Norfolk LTA press officer Stuart Silvester said that “more people are playing than ever before” in the county as many new players came forward after lockdown.
“Tennis in the county is pretty much back to normal – you can play with different households recreationally, and coaching sessions are back. You have to stick to groups of six but you probably wouldn’t have much bigger groups for tennis coaching anyway, so they’re basically working as normal.
“As a county we’ve set up box league competitions, starting with a men’s invitational for the top 12 players in the county, and we’ve now started a ladies version of that and will be rolling it out for each of the junior age groups.
“For recreational players as well at junior level we’re doing a similar thing – box leagues which groups players together based on where they are geographically in the county so that they can play some competitive matches again.”
For those who like to run competitively, however, the outlook isn’t so positive. The ever-popular parkrun has now resumed in New Zealand, but events across the rest of the world are still off.
There are a number of parkruns across Norfolk, including Norwich, Sheringham, King’s Lynn, Thetford and Blickling, among others.
But all are currently postponed, with organisers “keener than ever to understand when and how our own events might return”.
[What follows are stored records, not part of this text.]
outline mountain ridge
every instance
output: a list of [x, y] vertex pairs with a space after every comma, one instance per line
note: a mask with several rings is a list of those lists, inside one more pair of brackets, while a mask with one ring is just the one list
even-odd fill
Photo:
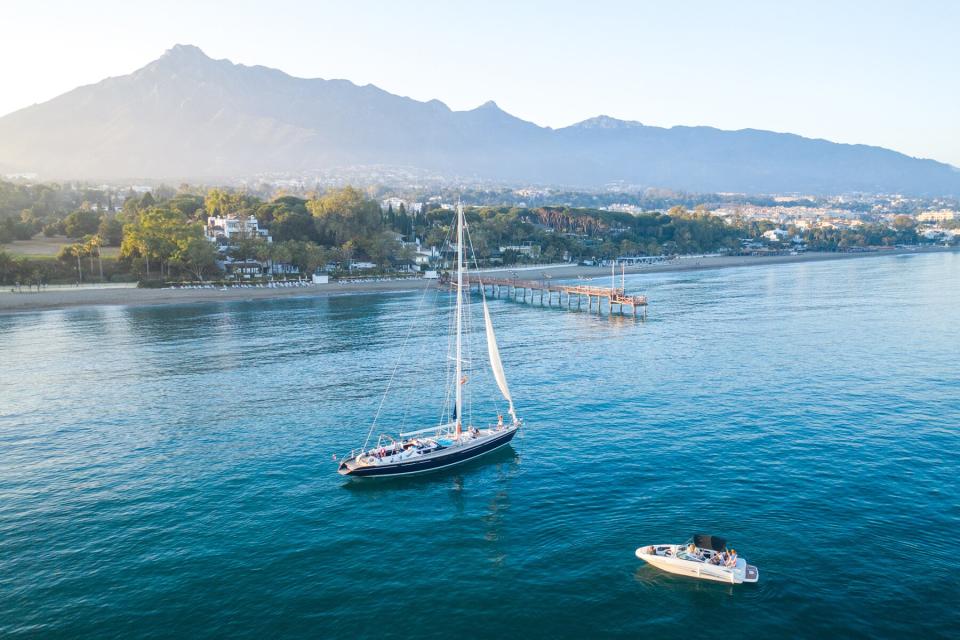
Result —
[[224, 178], [409, 166], [507, 183], [747, 193], [960, 194], [960, 170], [878, 146], [598, 115], [553, 129], [178, 44], [0, 118], [0, 166], [45, 178]]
Parkrun’s Global CEO said he “does not feel it is appropriate to provide hard and fast commitments”, but confirmed that events will return “as soon as possible once it is safe and appropriate to do so”.
Meanwhile the Run Norwich 10k – which had already been rescheduled for October – has now been cancelled, though participants can still take part in a virtual run.
Daniel Wynne, head of marketing and communications at organisers Norwich City’s Community Sports Foundation, said: “The cancellation of this year’s event will indeed have a huge impact on our fundraising for 2020, which has already been decimated since restrictions began in March.
“It is a devastating blow for us to cancel the 2020 event and so we have developed two options in the hope that entrants may be able to help us reduce the financial impact of cancellation and sustain our community work and the future of Run Norwich.”